Ubiquity Localization Update

Jun 12, 2009

As we move closer and closer to shipping a Ubiquity with there is still much work to be done, particularly in the area of localization. In a recent Ubiquity meeting we laid out the explicit localization goals and non-goals of as follows:

Goals for 0.5
- Parser 2 (on by default)
- underlying support for localization of commands
- localization of standard feed commands for a few languages
- Parser 2 language files for those same languages
Nongoals for 0.5
- distribution/sharing of localizations
- localization of nountypes

The overall goal for this release of Ubiquity is to come up with a format and standard for localization. Localizations in Ubiquity 0.5 will only apply to commands bundled with Ubiquity, and the localization files themselves will be distributed with Ubiquity. In a future release we will tackle the problem of localizations for commands in the wild and truly croud-source¹ this process.

Localization Architecture

The localization of Ubiquity commands will use a [[gettext]]-style approach where localization files list key-value pairs for different properties and messages of the commands. For Ubiquity 0.5, where we only deal with the standard command feeds bundled Ubiquity, we can simply place all the localization files in ubiquity/standard-feeds/localization. Localization files are organized by source feed, with one localization file per source feed, per language.

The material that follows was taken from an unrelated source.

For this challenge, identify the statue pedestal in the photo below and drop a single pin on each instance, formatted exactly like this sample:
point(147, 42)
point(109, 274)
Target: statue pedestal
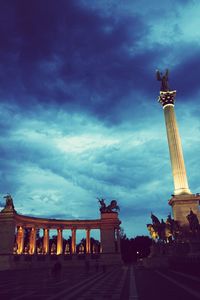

The localizable components of commands will include the names, contributors, and help properties, as well as any localizable strings in the command’s preview() and execute() methods. To make strings localizable in preview() and execute(), they must be wrapped in the localize function, _().²

Other localizable components, like names, contributors, and help will not need to be wrapped in the _() function. In addition, as the localization files can only hold values of strings, for values such as names and contributors, the delimiter | can be used to delimit multiple values.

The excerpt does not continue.